その説明は筋が通っているか、その「筋が通った」説明で(「筋」が会社の独りよがりではなくて)利害関係者(とりわけ消費者、視聴者)の納得感を得られるかということでしょうか。リスク回避すれば事故にはならないでしょうが、何でもかんでもリスク回避していたら何にもできなくできなくなるのも事実(何もしなければ何も起きない)、筋の通った説明責任を果たす、というのは難問なれど取り組まなければいけない問題ということを昨今痛感いたします。

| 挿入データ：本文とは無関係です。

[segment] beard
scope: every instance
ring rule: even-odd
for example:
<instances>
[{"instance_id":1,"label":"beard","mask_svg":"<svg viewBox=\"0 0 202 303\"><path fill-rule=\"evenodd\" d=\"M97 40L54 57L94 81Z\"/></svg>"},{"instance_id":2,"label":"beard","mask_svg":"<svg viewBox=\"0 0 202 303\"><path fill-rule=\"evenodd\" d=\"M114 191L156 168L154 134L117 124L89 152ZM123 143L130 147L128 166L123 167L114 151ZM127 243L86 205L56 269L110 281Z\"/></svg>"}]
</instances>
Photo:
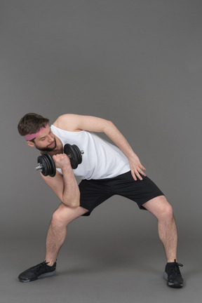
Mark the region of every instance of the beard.
<instances>
[{"instance_id":1,"label":"beard","mask_svg":"<svg viewBox=\"0 0 202 303\"><path fill-rule=\"evenodd\" d=\"M36 143L34 143L34 144L35 144L35 147L37 149L39 149L40 152L53 152L55 149L55 147L57 146L55 138L54 138L54 143L55 144L54 144L54 146L53 147L48 147L48 146L51 145L53 144L53 142L50 143L50 144L48 145L46 147L39 147L38 145L36 144Z\"/></svg>"}]
</instances>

投稿: 会計利樹 | 2014年1月29日 (水) 09時26分

会計利樹さん、コメントありがとうございます。結局、8社ともCMを下りてしまいましたね。それぞれの企業にも事情があると思うのですが、ぜひ、こういった経緯を踏まえまして、コンプライアンス問題として続編を書きたいと思います。

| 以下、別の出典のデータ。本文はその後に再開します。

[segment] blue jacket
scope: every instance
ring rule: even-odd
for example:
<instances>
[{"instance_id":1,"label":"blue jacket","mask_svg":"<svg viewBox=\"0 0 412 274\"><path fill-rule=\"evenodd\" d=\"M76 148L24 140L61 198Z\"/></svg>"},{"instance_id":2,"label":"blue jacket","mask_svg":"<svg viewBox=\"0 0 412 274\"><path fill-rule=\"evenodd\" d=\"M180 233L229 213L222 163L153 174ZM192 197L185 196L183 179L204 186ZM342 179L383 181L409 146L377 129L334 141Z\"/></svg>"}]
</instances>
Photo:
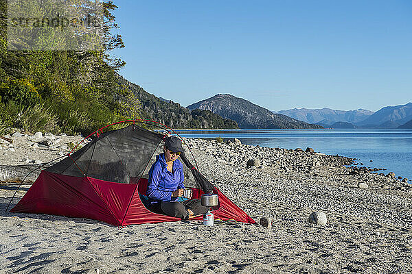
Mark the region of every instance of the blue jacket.
<instances>
[{"instance_id":1,"label":"blue jacket","mask_svg":"<svg viewBox=\"0 0 412 274\"><path fill-rule=\"evenodd\" d=\"M175 201L177 198L172 197L172 192L178 188L185 188L183 166L181 161L173 162L172 172L168 171L165 154L156 156L156 162L149 171L147 195L150 203Z\"/></svg>"}]
</instances>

投稿: toshi | 2014年2月 3日 (月) 01時37分

ご無沙汰しております。
お分かりの上書かれておられるのかもしれませんが、各社とも広告枠(年間、もしくは数ヶ月間)契約を破棄したわけではなく、単に局側との調整でCMを放送しないことにしたに過ぎません。契約に重大な違反事項が発生したわけではありませんから(番組放送を中止したわけでもなく、内容を勝手に変更したわけでもない。番組内容については。事前に説明を受け承諾している)、破棄したくても出来ないはずです。

投稿: 機野 | 2014年2月 3日 (月) 14時11分

機野さん、ご無沙汰しております。たしかにそうですね。以前、広告代理店の不祥事を担当したことがありましたので、だいたいの流れは分かっているつもりなのですが、表現があいまいでした。また、ときどきご指摘いただけますと幸いでございます。